Stifel’s Benjamin E. Mogil believes Scripps Networks Interactive, Inc. SNI gains affiliate fees from only two channels, while the large addressable markets for these channels are likely to aid OTT MVPD carriage discussions.
Mogil upgraded the rating on the company from Hold to Buy, with a price target of $75.
Affiliate Trends
“Our view is predicated on stronger than expected domestic advertising trends, which increase our estimates above FY guidance, coupled with our view of above peer group underlying affiliate fee growth,” the analyst explained.
Mogil mentioned that the above peer underlying affiliate trends in the mid to high single digits in 2016 is being masked by the rate card harmonization from the two large mergers.
The analyst expects Scripps Networks to see stronger core affiliate trends in 2017, as the impact of the mergers lapse and the late 2016 contracts become effective.

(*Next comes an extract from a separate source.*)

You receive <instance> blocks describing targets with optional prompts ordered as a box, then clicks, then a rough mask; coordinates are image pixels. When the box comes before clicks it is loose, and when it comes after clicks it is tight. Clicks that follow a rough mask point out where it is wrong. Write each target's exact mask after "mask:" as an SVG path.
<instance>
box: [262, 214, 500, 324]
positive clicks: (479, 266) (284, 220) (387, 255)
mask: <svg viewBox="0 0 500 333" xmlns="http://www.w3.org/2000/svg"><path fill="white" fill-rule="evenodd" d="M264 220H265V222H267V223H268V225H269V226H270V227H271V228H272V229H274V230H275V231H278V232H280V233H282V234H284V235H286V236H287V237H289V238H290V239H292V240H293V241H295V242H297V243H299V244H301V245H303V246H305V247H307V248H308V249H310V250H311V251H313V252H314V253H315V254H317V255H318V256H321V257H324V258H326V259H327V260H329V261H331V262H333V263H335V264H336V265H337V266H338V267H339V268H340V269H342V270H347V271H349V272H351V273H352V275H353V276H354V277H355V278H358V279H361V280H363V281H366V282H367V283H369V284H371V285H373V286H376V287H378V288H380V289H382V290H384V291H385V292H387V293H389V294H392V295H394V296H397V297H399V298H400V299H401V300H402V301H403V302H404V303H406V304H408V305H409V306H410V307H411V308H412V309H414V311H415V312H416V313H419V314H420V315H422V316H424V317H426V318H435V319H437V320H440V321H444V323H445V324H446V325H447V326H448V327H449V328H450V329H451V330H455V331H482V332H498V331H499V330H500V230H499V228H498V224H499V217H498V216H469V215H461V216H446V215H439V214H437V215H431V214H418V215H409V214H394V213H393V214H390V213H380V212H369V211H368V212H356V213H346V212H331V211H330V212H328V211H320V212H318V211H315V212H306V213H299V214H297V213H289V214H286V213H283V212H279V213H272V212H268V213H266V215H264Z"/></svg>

“We believe that the concerns over the company's core fully distributed channels not being part of going forward OTT MVPD bundles, notably Hulu, is likely overblown,” Mogil stated.
Estimates
The analyst mentioned that the Q2 estimates had been left largely unchanged, given the stronger domestic advertising being partially offset by increased programming and promotional costs.
However, the full year estimates have been raised to reflect the increase in advertising in Q2 being mostly incremental, rather than a shift from 2H16.